What's Your Personality: Chicken Little

What's Your Personality: Chicken Little
Dr. Phil talks with guests about the traits that dominate their personality.

"All I do is worry, worry, worry," says Stacy, a first-time mom who has been known to spray down guests in her home so her 6-month-old doesn't catch the SARS virus. She also sleeps with her glasses on — so if she wakes up, she can see her baby right away.


"Every day I feel like danger is looming. Everywhere I go, whatever we are doing, I'm always afraid that something's going to happen," explains Stacy, who answered YES to all the questions on Dr. Phil's quiz about having a "Chicken Little" personality.

Stacy explains that she perpetuates her fears by doing research on the Internet, and finding information that was scarier than what she was looking for. "I see everything as a worst-case scenario."


Stacy says that she's so afraid her daughter will quit breathing at night, that she can only sleep about 45 minutes at a time.


Stacy doesn't want her daughter Hailey to grow up like this, and she's also concerned about her relationship with her husband. "My husband Gabe is in Kuwait right now. We had virtually no intimacy before he left because I was always focused on Hailey. I know that if I don't get this in check, that I'm going to ruin the most beautiful thing I've ever known in my life, and that is my relationship with husband," says Stacy. She asks Dr. Phil, "Am I always going to be a Chicken Little?"

Dr. Phil asks Stacy, "Right now, you live the game of life with sweaty palms, right?"


"Very much so," agrees Stacy.


Dr. Phil wants to know why she thinks she is going to be singled out for that "lightning bolt of doom?"


"I think I've had a couple bad experiences," says Stacy, giving examples of a miscarriage and a failed marriage.


"But you got through them, right?" asks Dr. Phil. "And you're here today. And you have a wonderful child."


Stacy begins to cry. "She's wonderful," she agrees.


Dr. Phil tells her that if she continues this, she can raise an emotional cripple because her daughter will learn to live in fear.

Referring to the saying, "What I fear, I create," Dr. Phil tells Stacy, "The possibility is that you may create some of the very things you fear if you don't turn this loose."


"How dumb are you going to feel if you spend your whole life waiting for this horrible wrath of doom to befall you, and there you are at 97 about to die and you go, 'Well, damn, I spent 60 years waiting to get hit by lightening and now I'm dying of old age,'" asks Dr. Phil.


Stacy laughs, and admits she would feel cheated.

Dr. Phil quotes Stacy, "'I have such a deep love for my husband and my daughter that I just know something is going to happen to take it away.' Tell me what is it you know about yourself that all of us don't know that you concluded you are so unworthy of this loving husband and beautiful daughter?"


"I think you hit on it. I think that I feel undeserving. I think I'm unworthy, I feel like this is such a wonderful life I'm leading, something is going to happen because I don't deserve this," Stacy says.


Dr. Phil presses her to answer his question: "What is it you know about you that causes you to conclude that in fact you are unworthy?"

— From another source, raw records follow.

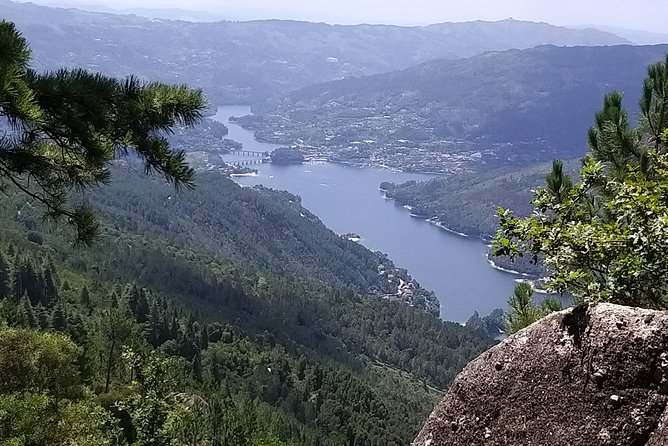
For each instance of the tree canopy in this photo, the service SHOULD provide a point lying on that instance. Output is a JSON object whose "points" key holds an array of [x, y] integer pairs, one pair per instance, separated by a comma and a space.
{"points": [[64, 128], [605, 238]]}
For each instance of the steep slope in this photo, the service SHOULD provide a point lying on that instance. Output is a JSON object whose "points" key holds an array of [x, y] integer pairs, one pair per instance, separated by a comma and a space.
{"points": [[294, 351], [583, 377], [259, 228], [239, 62], [515, 105]]}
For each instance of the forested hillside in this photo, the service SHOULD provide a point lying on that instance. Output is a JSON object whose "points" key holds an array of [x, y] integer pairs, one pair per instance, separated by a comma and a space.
{"points": [[468, 203], [257, 228], [253, 356], [244, 62]]}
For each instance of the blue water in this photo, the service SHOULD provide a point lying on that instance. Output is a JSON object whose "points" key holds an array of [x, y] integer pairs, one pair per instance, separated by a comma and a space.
{"points": [[347, 199]]}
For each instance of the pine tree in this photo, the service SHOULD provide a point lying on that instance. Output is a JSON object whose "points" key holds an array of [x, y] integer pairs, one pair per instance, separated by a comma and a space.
{"points": [[26, 316], [68, 126], [84, 297], [4, 278], [58, 318], [41, 316], [50, 290]]}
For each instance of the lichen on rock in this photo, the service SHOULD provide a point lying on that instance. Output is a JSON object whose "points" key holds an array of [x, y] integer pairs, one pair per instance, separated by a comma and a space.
{"points": [[585, 376]]}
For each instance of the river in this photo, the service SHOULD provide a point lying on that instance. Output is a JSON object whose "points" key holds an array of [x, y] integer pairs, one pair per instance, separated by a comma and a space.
{"points": [[347, 199]]}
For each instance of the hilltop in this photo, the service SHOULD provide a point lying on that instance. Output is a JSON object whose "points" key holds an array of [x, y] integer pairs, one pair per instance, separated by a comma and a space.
{"points": [[243, 62], [452, 115]]}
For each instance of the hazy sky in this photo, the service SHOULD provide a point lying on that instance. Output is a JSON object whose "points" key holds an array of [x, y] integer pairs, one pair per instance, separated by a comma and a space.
{"points": [[649, 15]]}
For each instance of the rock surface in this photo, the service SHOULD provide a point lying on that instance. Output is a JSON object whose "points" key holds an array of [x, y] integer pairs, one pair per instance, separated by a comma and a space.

"That I've always been difficult. I was a difficult daughter to raise, I was a difficult girl to date, I've haven't been the easy child, I haven't been the easy fiancée, I haven't been the easy wife. Gabe and Hailey are absolutely amazing. To me they're perfection," replies Stacy.

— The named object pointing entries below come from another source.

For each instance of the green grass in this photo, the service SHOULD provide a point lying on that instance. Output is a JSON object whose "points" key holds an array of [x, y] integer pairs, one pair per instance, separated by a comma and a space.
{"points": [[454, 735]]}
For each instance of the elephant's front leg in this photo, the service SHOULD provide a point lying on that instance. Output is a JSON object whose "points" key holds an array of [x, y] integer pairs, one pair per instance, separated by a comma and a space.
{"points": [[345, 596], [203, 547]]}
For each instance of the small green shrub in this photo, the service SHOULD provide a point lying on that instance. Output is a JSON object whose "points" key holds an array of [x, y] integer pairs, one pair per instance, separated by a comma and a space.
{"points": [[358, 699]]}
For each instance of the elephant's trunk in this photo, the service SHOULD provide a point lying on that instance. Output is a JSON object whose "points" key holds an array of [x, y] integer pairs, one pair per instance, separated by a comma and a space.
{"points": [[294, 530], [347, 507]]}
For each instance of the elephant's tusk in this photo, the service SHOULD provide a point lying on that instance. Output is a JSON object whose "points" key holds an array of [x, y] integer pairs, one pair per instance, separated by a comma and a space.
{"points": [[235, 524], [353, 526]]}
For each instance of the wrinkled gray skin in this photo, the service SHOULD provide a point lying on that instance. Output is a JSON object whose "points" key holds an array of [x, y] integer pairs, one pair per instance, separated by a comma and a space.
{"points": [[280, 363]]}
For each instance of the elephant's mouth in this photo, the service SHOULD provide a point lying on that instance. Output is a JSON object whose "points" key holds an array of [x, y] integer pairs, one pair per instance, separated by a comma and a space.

"They're not perfect," says Dr. Phil.


"Oh, you can't convince me of that," laughs Stacy.


"But they're not," argues Dr. Phil. "Perfection is just not on the radar screen. And you're saying, 'They're too good for me. I'm just lucky I'm just allowed to enjoy this but it's going to be taken away because I'm too high maintenance and so I'm going to pay for all the sins of my past.'"


He adds, "I think it's terribly, terribly self-important for you to think the fact that you've been less than perfect is going to be reason for some power in this universe to take that child away from you."

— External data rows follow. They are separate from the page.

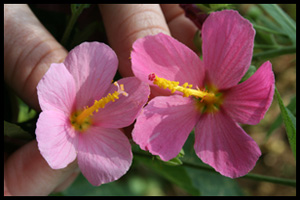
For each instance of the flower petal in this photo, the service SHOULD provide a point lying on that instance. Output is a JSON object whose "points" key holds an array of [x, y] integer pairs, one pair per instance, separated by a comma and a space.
{"points": [[248, 102], [164, 125], [124, 110], [224, 145], [93, 66], [227, 47], [56, 90], [104, 155], [56, 139], [167, 58]]}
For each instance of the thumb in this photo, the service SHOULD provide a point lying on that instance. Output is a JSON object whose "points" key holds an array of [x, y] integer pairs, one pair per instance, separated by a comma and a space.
{"points": [[127, 22]]}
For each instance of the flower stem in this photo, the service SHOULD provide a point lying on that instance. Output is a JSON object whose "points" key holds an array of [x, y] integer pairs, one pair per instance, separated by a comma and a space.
{"points": [[257, 177], [71, 23]]}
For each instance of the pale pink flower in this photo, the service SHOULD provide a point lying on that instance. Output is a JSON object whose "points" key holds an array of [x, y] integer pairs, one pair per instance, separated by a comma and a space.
{"points": [[216, 103], [68, 90]]}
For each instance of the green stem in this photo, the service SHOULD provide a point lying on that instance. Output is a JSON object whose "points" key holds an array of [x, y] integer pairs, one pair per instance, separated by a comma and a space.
{"points": [[257, 177], [71, 23]]}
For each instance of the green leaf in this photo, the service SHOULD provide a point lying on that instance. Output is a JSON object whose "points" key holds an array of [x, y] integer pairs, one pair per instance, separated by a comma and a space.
{"points": [[289, 121], [278, 120], [249, 73], [15, 131], [175, 174], [274, 52], [288, 25], [207, 181]]}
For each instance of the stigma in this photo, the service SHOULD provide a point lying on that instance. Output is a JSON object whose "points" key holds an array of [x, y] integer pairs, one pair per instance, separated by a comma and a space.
{"points": [[185, 89], [82, 120], [206, 100]]}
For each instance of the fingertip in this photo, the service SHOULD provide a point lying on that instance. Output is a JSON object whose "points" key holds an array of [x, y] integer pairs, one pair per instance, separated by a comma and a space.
{"points": [[127, 22]]}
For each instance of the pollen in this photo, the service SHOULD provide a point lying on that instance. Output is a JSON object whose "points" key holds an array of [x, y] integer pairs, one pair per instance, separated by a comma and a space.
{"points": [[206, 100], [82, 120]]}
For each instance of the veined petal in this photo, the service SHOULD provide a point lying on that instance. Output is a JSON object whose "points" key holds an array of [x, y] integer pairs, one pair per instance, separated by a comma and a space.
{"points": [[93, 66], [56, 90], [56, 139], [248, 102], [164, 125], [227, 47], [124, 110], [104, 155], [224, 145], [167, 58]]}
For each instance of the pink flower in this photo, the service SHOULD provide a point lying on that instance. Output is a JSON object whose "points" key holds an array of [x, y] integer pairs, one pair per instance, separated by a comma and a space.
{"points": [[214, 103], [73, 124]]}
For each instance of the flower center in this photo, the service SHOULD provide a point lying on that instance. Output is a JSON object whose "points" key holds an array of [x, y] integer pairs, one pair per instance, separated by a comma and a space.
{"points": [[81, 120], [206, 100]]}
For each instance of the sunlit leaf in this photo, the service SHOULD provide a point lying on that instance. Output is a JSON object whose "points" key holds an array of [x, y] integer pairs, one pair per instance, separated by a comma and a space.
{"points": [[289, 121], [15, 131]]}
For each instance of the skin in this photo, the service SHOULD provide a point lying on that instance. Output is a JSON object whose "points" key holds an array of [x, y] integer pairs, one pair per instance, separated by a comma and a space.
{"points": [[29, 49]]}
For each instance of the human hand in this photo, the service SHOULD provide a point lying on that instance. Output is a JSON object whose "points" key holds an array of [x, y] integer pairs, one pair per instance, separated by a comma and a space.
{"points": [[29, 49], [124, 23]]}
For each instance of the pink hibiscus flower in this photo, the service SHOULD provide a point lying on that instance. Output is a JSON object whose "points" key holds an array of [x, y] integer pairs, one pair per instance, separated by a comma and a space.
{"points": [[206, 96], [82, 112]]}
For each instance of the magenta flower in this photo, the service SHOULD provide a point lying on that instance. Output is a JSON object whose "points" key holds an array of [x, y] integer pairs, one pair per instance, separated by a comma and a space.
{"points": [[82, 112], [206, 96]]}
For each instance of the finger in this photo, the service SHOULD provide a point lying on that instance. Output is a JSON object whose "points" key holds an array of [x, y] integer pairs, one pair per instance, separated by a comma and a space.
{"points": [[27, 173], [64, 185], [29, 49], [180, 26], [127, 22]]}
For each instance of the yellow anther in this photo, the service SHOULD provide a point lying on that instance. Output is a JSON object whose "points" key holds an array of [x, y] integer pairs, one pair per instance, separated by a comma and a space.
{"points": [[88, 111], [186, 88]]}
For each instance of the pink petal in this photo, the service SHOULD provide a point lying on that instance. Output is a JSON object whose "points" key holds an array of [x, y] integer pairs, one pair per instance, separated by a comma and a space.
{"points": [[227, 47], [167, 58], [56, 90], [224, 145], [248, 102], [104, 155], [56, 139], [124, 110], [93, 66], [164, 125]]}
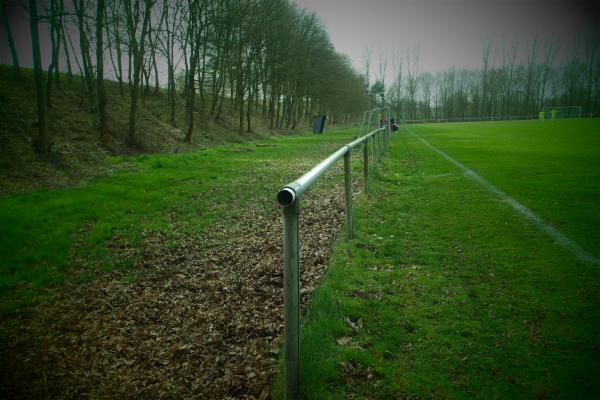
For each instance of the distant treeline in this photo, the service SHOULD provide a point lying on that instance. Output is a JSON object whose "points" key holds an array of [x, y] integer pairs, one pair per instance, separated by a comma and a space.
{"points": [[501, 87], [266, 58]]}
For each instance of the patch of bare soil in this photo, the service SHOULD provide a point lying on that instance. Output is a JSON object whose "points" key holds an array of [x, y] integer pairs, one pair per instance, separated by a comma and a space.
{"points": [[203, 320]]}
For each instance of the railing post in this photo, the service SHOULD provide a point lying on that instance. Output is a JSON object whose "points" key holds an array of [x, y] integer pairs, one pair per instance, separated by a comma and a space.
{"points": [[291, 294], [373, 149], [378, 136], [348, 184], [366, 164]]}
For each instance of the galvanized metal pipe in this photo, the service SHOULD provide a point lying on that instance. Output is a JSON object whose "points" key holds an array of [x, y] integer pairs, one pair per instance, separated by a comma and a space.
{"points": [[366, 164], [289, 199], [348, 186]]}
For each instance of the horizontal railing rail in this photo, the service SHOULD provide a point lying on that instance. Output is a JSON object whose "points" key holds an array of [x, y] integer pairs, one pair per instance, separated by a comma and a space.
{"points": [[289, 200]]}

Dr. Phil quotes Stacy again, "'I want to be one of those people who knows that bad things can't happen to them.'" Dr. Phil tells her there are no guarantees. "Can something happen? Of course, and you need to be careful, and you need to be attentive, and you need to not waste one minute of one hour of one day. Because you don't know what is going to happen tomorrow."
Dr. Phil continues, "We don't get to choose when we die. But we do get to choose how we live. You need to claim the right, and claim the worth to enjoy those things you've been given. You can't make a case for why you don't deserve it. Do you hear me?"


Stacy smiles and nods. "I hear you. I believe you."